The most important part, however, is to shed light on "memory consumption" and how to measure it. The latter is a hard, hard task and there are odds in the game. The values given by "free", specifically, are only a (bad) indicator for the full system. E.g. have a look at those "buffers" and "cache" values. A lot of factors play a role: filesystem (c.f. btrfs vs. ext2), allocator (glibc?), sharing of dynamic libraries. I would specifically emphasize the last one: When you're about to run mostly GTK based apps, you will probably profit when your desktop has already pulled all GTK related dynamic libraries into memory (e.g. GNOME, XFCE). Whereas some minimal window manager might have a small memory footprint because it merely uses the Xlib/Xcb - an advantage over the moment you start Firefox or GVim. Or you might want to use Qt based apps - and that may profit from a desktop that pulled Qt in before (like KDE and others).

Having a compositing window manager also makes a difference memory-wise.

This said, pure code footprint _could_ be measured. It would be a hassle though. And in the end, the real noteworthy differences are those you can measure in actual time passing. Be sure to not only measure start-up, though.




Agreed.

Xorg + a few fonts is more "heavy" (in memory numbers) than the 90% of those dm/wm,

There are tools like x11perf, glxgears, and more, and at the end of the day, you cannot compare "fluxbox Vs a desktop environment", because you should be comparing fluxbox + cups + a desktop search indexer + a graphical filebrowser + a calendar service + this + that + ...

It's nice to see "the data", as "numbers", but you make a proper point about how it should be interpreted.

When I had more spare time (this is more than 14 years ago), I did test a lot of desktop environments. I did start with kde 1.X, and have use many version of many desktop environments and WMs... my tip is: pick the one that makes you "forget about it" and focus on your tasks.

Now living out of home and al the hardware I carry, and have access does not have any problems.
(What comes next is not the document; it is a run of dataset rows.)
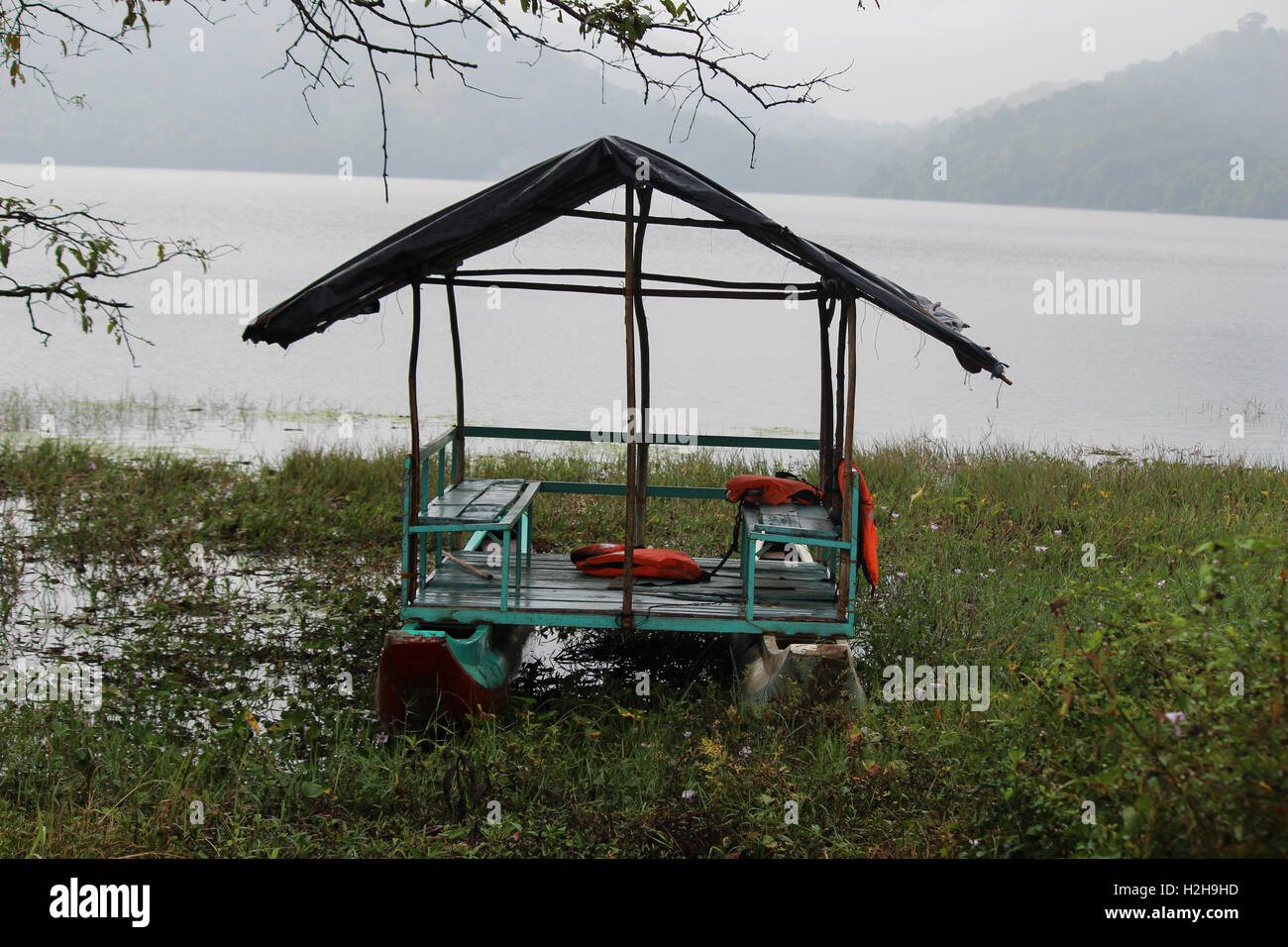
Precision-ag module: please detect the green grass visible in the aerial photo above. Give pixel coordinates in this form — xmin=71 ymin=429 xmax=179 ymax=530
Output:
xmin=0 ymin=441 xmax=1288 ymax=857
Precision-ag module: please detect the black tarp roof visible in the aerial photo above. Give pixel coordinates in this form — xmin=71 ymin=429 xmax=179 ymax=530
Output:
xmin=242 ymin=136 xmax=1006 ymax=374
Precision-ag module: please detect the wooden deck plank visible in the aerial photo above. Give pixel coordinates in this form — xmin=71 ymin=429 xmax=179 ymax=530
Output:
xmin=416 ymin=552 xmax=836 ymax=621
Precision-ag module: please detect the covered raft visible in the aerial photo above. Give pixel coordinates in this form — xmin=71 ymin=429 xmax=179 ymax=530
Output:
xmin=242 ymin=137 xmax=1010 ymax=719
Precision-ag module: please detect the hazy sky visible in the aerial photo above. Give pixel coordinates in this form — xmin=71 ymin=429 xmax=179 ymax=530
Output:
xmin=699 ymin=0 xmax=1288 ymax=121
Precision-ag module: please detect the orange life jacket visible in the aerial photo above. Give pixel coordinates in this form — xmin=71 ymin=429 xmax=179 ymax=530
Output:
xmin=836 ymin=460 xmax=880 ymax=588
xmin=725 ymin=474 xmax=823 ymax=506
xmin=571 ymin=543 xmax=702 ymax=582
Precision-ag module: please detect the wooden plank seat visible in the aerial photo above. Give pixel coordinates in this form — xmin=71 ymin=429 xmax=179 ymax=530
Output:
xmin=413 ymin=552 xmax=836 ymax=621
xmin=419 ymin=479 xmax=541 ymax=528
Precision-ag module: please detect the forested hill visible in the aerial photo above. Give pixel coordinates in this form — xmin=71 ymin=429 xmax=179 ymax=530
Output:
xmin=858 ymin=14 xmax=1288 ymax=218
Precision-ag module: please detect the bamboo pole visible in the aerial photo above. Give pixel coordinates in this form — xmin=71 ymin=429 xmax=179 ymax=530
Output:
xmin=447 ymin=277 xmax=465 ymax=485
xmin=404 ymin=279 xmax=421 ymax=607
xmin=818 ymin=296 xmax=836 ymax=497
xmin=836 ymin=296 xmax=858 ymax=621
xmin=627 ymin=189 xmax=653 ymax=546
xmin=622 ymin=184 xmax=638 ymax=629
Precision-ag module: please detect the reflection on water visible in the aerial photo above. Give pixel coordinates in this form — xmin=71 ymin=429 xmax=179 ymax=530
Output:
xmin=0 ymin=166 xmax=1288 ymax=472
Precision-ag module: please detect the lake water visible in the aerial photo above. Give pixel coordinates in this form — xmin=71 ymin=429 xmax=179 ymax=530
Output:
xmin=0 ymin=164 xmax=1288 ymax=464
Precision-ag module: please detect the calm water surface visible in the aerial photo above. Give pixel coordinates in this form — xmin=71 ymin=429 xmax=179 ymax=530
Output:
xmin=0 ymin=164 xmax=1288 ymax=464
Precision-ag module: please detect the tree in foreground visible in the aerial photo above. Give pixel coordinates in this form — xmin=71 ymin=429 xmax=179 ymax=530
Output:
xmin=0 ymin=0 xmax=880 ymax=346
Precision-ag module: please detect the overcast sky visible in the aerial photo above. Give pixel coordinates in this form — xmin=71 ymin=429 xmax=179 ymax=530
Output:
xmin=698 ymin=0 xmax=1288 ymax=121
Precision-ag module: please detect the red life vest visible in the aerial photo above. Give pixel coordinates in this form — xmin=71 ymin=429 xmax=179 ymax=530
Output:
xmin=571 ymin=543 xmax=702 ymax=582
xmin=725 ymin=474 xmax=823 ymax=506
xmin=836 ymin=460 xmax=880 ymax=588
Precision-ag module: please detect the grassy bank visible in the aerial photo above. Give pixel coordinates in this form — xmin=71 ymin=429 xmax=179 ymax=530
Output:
xmin=0 ymin=440 xmax=1288 ymax=857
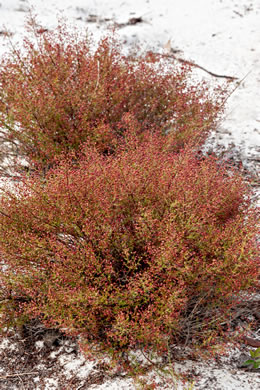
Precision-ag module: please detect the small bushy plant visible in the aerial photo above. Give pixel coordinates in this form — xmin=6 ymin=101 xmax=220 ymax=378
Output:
xmin=0 ymin=129 xmax=259 ymax=350
xmin=0 ymin=20 xmax=221 ymax=167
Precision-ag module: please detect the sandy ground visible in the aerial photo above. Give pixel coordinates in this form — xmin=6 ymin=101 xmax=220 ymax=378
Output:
xmin=0 ymin=0 xmax=260 ymax=390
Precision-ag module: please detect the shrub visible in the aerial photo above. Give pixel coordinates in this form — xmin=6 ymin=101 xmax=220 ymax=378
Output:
xmin=0 ymin=130 xmax=259 ymax=350
xmin=0 ymin=20 xmax=221 ymax=170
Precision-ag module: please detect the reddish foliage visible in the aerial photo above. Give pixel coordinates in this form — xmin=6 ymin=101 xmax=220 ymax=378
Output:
xmin=0 ymin=131 xmax=259 ymax=354
xmin=0 ymin=21 xmax=221 ymax=169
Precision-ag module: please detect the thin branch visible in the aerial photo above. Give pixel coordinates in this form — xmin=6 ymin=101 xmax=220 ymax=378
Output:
xmin=0 ymin=371 xmax=39 ymax=379
xmin=155 ymin=53 xmax=238 ymax=80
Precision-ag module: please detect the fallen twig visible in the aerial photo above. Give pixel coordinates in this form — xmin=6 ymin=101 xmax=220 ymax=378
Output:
xmin=0 ymin=371 xmax=38 ymax=379
xmin=243 ymin=336 xmax=260 ymax=348
xmin=156 ymin=53 xmax=238 ymax=80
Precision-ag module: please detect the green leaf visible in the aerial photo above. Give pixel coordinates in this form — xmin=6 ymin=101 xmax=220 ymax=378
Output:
xmin=255 ymin=347 xmax=260 ymax=357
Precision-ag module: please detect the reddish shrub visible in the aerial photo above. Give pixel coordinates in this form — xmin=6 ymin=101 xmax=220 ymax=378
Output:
xmin=0 ymin=131 xmax=259 ymax=349
xmin=0 ymin=21 xmax=223 ymax=169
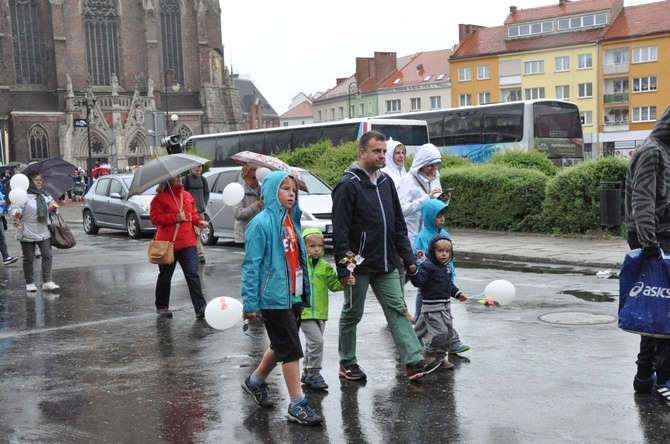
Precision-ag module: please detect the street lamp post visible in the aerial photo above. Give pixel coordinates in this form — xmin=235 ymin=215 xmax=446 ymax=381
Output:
xmin=347 ymin=82 xmax=361 ymax=119
xmin=165 ymin=69 xmax=179 ymax=136
xmin=79 ymin=84 xmax=97 ymax=183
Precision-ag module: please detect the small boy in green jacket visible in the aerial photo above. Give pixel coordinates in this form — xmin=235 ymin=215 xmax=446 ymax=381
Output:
xmin=300 ymin=228 xmax=356 ymax=390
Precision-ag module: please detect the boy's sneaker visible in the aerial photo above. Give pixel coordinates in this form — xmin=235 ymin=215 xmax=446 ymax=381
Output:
xmin=633 ymin=375 xmax=656 ymax=393
xmin=449 ymin=343 xmax=470 ymax=355
xmin=156 ymin=308 xmax=172 ymax=318
xmin=286 ymin=399 xmax=323 ymax=425
xmin=42 ymin=281 xmax=60 ymax=291
xmin=654 ymin=380 xmax=670 ymax=405
xmin=242 ymin=375 xmax=275 ymax=408
xmin=300 ymin=373 xmax=328 ymax=390
xmin=339 ymin=364 xmax=367 ymax=381
xmin=407 ymin=359 xmax=444 ymax=381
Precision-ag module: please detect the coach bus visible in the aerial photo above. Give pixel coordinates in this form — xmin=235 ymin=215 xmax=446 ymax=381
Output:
xmin=185 ymin=118 xmax=428 ymax=167
xmin=380 ymin=99 xmax=584 ymax=166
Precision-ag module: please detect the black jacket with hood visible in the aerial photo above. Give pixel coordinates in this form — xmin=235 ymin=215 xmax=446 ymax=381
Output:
xmin=626 ymin=103 xmax=670 ymax=251
xmin=409 ymin=234 xmax=461 ymax=311
xmin=333 ymin=162 xmax=414 ymax=278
When I loved at my home, I had recycled computers, and repaired by me ones, and if it was not ok for a graphical ENVIRONMENT (I don't care if I don't swap after boot, I care if I swap WHILE USING) I just did use such machine as a "headless server" and everybody is happy.

Other approach to low resources machines as the blog seems to talk about, is to enable remote login (xdm, gdm, kdm, whatever) on a powerful machine, and use the old one to just launch the X (raw) and the remote login/desktop client in full screen.
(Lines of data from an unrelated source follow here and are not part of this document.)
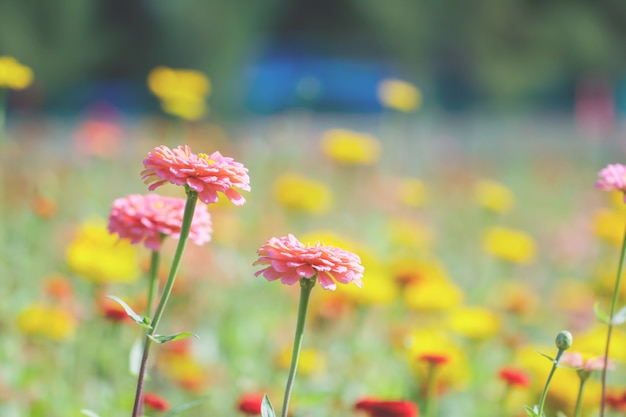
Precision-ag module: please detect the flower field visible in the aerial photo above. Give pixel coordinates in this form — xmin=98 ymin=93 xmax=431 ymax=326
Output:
xmin=0 ymin=99 xmax=626 ymax=417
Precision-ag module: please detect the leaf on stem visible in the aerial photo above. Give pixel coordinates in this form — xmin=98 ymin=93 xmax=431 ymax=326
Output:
xmin=593 ymin=301 xmax=608 ymax=324
xmin=148 ymin=332 xmax=200 ymax=343
xmin=261 ymin=394 xmax=276 ymax=417
xmin=107 ymin=295 xmax=152 ymax=329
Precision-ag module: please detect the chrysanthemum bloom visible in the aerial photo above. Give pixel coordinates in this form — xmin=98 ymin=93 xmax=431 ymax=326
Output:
xmin=354 ymin=398 xmax=419 ymax=417
xmin=237 ymin=394 xmax=264 ymax=416
xmin=0 ymin=56 xmax=33 ymax=90
xmin=108 ymin=194 xmax=212 ymax=251
xmin=321 ymin=129 xmax=381 ymax=165
xmin=377 ymin=79 xmax=422 ymax=112
xmin=498 ymin=366 xmax=530 ymax=388
xmin=483 ymin=227 xmax=535 ymax=264
xmin=596 ymin=164 xmax=626 ymax=203
xmin=274 ymin=173 xmax=332 ymax=214
xmin=143 ymin=392 xmax=170 ymax=411
xmin=141 ymin=145 xmax=250 ymax=206
xmin=254 ymin=235 xmax=364 ymax=290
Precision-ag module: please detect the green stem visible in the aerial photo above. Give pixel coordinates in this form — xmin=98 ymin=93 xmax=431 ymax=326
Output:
xmin=424 ymin=363 xmax=437 ymax=417
xmin=146 ymin=244 xmax=163 ymax=317
xmin=132 ymin=187 xmax=198 ymax=417
xmin=574 ymin=377 xmax=587 ymax=417
xmin=537 ymin=349 xmax=565 ymax=417
xmin=281 ymin=276 xmax=317 ymax=417
xmin=600 ymin=219 xmax=626 ymax=417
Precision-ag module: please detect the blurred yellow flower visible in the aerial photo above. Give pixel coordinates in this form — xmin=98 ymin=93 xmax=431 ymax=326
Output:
xmin=378 ymin=79 xmax=422 ymax=112
xmin=148 ymin=67 xmax=211 ymax=120
xmin=448 ymin=307 xmax=500 ymax=340
xmin=0 ymin=56 xmax=33 ymax=90
xmin=274 ymin=172 xmax=332 ymax=214
xmin=395 ymin=177 xmax=427 ymax=208
xmin=320 ymin=129 xmax=381 ymax=165
xmin=276 ymin=346 xmax=326 ymax=375
xmin=66 ymin=221 xmax=140 ymax=284
xmin=483 ymin=227 xmax=535 ymax=264
xmin=474 ymin=180 xmax=515 ymax=213
xmin=593 ymin=207 xmax=626 ymax=246
xmin=404 ymin=279 xmax=463 ymax=311
xmin=406 ymin=329 xmax=470 ymax=388
xmin=518 ymin=344 xmax=603 ymax=415
xmin=17 ymin=304 xmax=77 ymax=341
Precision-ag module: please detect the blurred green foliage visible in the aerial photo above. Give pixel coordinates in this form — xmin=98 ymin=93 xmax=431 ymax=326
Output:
xmin=0 ymin=0 xmax=626 ymax=111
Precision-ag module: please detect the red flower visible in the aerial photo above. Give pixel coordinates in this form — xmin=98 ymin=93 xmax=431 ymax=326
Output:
xmin=354 ymin=398 xmax=419 ymax=417
xmin=498 ymin=366 xmax=530 ymax=387
xmin=143 ymin=392 xmax=170 ymax=411
xmin=419 ymin=353 xmax=450 ymax=365
xmin=237 ymin=394 xmax=264 ymax=416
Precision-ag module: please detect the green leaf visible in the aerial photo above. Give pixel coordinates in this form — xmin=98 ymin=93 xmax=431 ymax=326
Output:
xmin=148 ymin=332 xmax=200 ymax=343
xmin=165 ymin=395 xmax=209 ymax=417
xmin=261 ymin=394 xmax=276 ymax=417
xmin=593 ymin=301 xmax=611 ymax=324
xmin=107 ymin=295 xmax=152 ymax=329
xmin=524 ymin=405 xmax=539 ymax=417
xmin=611 ymin=307 xmax=626 ymax=325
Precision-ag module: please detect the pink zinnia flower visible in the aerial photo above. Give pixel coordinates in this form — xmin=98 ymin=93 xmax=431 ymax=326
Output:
xmin=141 ymin=145 xmax=250 ymax=206
xmin=596 ymin=164 xmax=626 ymax=202
xmin=354 ymin=398 xmax=419 ymax=417
xmin=254 ymin=235 xmax=364 ymax=290
xmin=108 ymin=194 xmax=213 ymax=251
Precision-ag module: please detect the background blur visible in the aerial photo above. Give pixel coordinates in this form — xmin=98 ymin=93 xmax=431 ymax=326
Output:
xmin=0 ymin=0 xmax=626 ymax=123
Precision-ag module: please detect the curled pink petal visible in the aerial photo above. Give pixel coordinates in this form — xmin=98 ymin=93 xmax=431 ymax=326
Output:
xmin=141 ymin=145 xmax=250 ymax=206
xmin=254 ymin=235 xmax=364 ymax=290
xmin=108 ymin=194 xmax=213 ymax=251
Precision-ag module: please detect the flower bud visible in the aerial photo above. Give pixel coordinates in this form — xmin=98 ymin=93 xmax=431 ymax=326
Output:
xmin=555 ymin=330 xmax=573 ymax=350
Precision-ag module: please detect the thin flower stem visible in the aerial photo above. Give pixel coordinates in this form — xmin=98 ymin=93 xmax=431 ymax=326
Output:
xmin=281 ymin=277 xmax=317 ymax=417
xmin=146 ymin=244 xmax=163 ymax=317
xmin=537 ymin=349 xmax=565 ymax=417
xmin=600 ymin=221 xmax=626 ymax=417
xmin=132 ymin=188 xmax=198 ymax=417
xmin=574 ymin=377 xmax=587 ymax=417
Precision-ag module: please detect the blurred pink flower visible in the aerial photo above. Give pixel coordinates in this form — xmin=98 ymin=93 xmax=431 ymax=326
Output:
xmin=596 ymin=164 xmax=626 ymax=202
xmin=254 ymin=235 xmax=364 ymax=290
xmin=141 ymin=145 xmax=250 ymax=206
xmin=560 ymin=352 xmax=615 ymax=371
xmin=108 ymin=194 xmax=213 ymax=251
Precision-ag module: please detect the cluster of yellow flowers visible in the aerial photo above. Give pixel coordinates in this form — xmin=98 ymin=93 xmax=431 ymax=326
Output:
xmin=0 ymin=56 xmax=33 ymax=90
xmin=148 ymin=67 xmax=211 ymax=120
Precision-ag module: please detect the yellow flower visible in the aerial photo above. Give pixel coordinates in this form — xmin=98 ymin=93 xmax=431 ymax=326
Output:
xmin=148 ymin=67 xmax=211 ymax=120
xmin=404 ymin=279 xmax=463 ymax=311
xmin=17 ymin=304 xmax=77 ymax=341
xmin=593 ymin=209 xmax=626 ymax=246
xmin=274 ymin=173 xmax=332 ymax=214
xmin=321 ymin=129 xmax=381 ymax=165
xmin=378 ymin=79 xmax=422 ymax=112
xmin=395 ymin=177 xmax=427 ymax=208
xmin=66 ymin=221 xmax=140 ymax=284
xmin=276 ymin=346 xmax=326 ymax=375
xmin=483 ymin=227 xmax=535 ymax=264
xmin=449 ymin=307 xmax=500 ymax=340
xmin=406 ymin=329 xmax=470 ymax=388
xmin=474 ymin=180 xmax=515 ymax=213
xmin=0 ymin=56 xmax=33 ymax=90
A few years ago, I did see this numbers on my own for the environments I was interested, and people used to tell me "xfce is light!!!", obviously, they did come from lighter environments, maybe because they were used to heavier desktops. I was used to fluxbox.

I was used to _forget_ about the WM and the backgrounds, and focus on useful things (unless you are preparing a your screen for a Hollywood film or something like that).

I just ask a responsive workflow. Most system do not provide that "by default" and you have to "setup", "cleanup" or "shortcut"... you can do it in many ways at many layers.

I like fluxbox by the following reasons: we did meet years ago, recycling computers with low resources, I did learn the configuration (behavior and keyboard) in half an hour and a few days of tweaking, performance/resources never was a problem, I did forgot about "it" and "it" did let me "do stuff". Until today this never failed/changed. That are my "numbers", I'm a happy customer.